C’est en 2012 que leur usage émerge lors de l’élection présidentielle, rappelle Anaïs Théviot, docteure en science politique à l’Institut d’études politiques de Bordeaux.

Une campagne électorale de plus en plus instantanée

À l’ère des réseaux sociaux, on ne fait plus campagne comme avant : « Leur utilisation par les candidats a changé la temporalité des campagnes : les réseaux sociaux s’appuient sur l’instantanéité », analyse Anaïs Théviot.

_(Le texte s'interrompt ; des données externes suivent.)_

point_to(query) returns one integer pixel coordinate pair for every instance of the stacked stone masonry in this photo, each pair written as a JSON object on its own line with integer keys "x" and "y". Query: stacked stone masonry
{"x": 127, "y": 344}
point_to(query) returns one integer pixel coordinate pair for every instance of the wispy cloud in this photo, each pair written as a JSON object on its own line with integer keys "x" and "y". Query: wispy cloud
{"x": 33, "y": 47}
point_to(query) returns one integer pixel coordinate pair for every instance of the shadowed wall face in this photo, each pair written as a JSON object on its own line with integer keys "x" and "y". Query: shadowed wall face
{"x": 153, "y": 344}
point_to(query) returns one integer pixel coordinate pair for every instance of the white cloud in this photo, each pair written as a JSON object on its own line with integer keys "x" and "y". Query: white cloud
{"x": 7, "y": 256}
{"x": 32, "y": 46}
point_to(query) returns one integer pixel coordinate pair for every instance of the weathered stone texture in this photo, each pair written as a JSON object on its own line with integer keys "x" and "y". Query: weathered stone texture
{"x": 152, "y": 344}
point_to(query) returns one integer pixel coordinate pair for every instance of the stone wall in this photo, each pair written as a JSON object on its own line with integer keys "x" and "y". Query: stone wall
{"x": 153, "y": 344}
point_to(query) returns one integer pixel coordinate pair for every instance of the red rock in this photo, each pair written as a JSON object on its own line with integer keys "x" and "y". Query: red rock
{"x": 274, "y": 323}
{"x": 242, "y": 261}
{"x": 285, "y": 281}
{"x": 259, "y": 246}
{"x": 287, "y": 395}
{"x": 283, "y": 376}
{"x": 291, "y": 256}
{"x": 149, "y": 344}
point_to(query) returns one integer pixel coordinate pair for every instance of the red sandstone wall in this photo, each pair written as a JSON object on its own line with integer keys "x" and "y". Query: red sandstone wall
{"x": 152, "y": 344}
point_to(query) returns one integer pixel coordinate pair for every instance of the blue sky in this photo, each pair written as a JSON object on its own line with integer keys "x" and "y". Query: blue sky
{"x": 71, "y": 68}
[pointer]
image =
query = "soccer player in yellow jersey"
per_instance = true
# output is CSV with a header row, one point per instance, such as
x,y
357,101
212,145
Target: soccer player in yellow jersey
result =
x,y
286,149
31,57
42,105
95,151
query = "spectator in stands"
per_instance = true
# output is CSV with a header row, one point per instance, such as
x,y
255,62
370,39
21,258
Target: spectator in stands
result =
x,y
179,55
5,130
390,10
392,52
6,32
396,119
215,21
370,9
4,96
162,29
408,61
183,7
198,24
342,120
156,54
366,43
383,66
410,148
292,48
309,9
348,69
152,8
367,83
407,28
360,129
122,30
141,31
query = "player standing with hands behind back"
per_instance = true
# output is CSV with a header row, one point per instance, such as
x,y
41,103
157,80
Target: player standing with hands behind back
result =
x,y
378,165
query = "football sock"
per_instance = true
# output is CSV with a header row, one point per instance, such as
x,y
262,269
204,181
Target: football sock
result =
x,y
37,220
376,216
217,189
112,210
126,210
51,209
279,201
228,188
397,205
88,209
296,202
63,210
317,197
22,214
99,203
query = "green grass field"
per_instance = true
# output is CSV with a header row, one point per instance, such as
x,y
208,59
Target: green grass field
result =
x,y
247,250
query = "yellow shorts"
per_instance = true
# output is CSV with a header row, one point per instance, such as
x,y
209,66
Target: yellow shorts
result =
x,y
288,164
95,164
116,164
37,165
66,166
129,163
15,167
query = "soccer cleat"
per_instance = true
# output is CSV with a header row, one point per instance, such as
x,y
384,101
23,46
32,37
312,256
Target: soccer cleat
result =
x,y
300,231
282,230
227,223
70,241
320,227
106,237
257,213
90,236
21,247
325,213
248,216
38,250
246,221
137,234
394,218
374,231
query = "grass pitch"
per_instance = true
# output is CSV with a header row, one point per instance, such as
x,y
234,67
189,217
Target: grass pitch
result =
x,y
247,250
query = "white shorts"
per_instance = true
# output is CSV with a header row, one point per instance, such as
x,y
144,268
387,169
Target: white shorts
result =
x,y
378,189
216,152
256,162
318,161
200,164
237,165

Pour les candidats, il s’agit donc d’assurer une présence permanente grâce à un réservoir de contenus (photos, vidéos, infographies…) et de se parer ainsi de modernité. Ce faisant, la campagne devient « quasi permanente », relayée sur les radios et les chaînes d’information en continu.

Les réseaux sociaux, notamment Twitter, sont à la fois un sondage permanent de l’opinion publique permettant de voir évoluer la popularité d’un candidat et un moyen, pour lui, de se préparer à s’adresser aux citoyens et de répondre aux journalistes.
 

« Beaucoup d’éléments qui y circulent permettent aux équipes de campagne de sentir quels sont les sujets délicats, les rumeurs comment les mesures ont été comprises par l’opinion », précise Anaïs Théviot.

YouTube, le réseau sociale de la campagne électorale de 2017

À l’accélération du temps médiatique s’ajoute une modification, dans sa forme, de la parole politique. Les équipes de campagne doivent adapter leurs contenus aux différents réseaux sociaux, ce qui implique un effort d’écriture aussi bref que limpide. Il y a aussi « un gros travail autour de l’image et de la vidéo », constate Anaïs Théviot et d’ajouter que ce sont les chaînes YouTube qui font le « buzz » cette année. À noter aussi, l’irruption de la vidéo en direct, notamment utile pour retransmettre un meeting sur Facebook.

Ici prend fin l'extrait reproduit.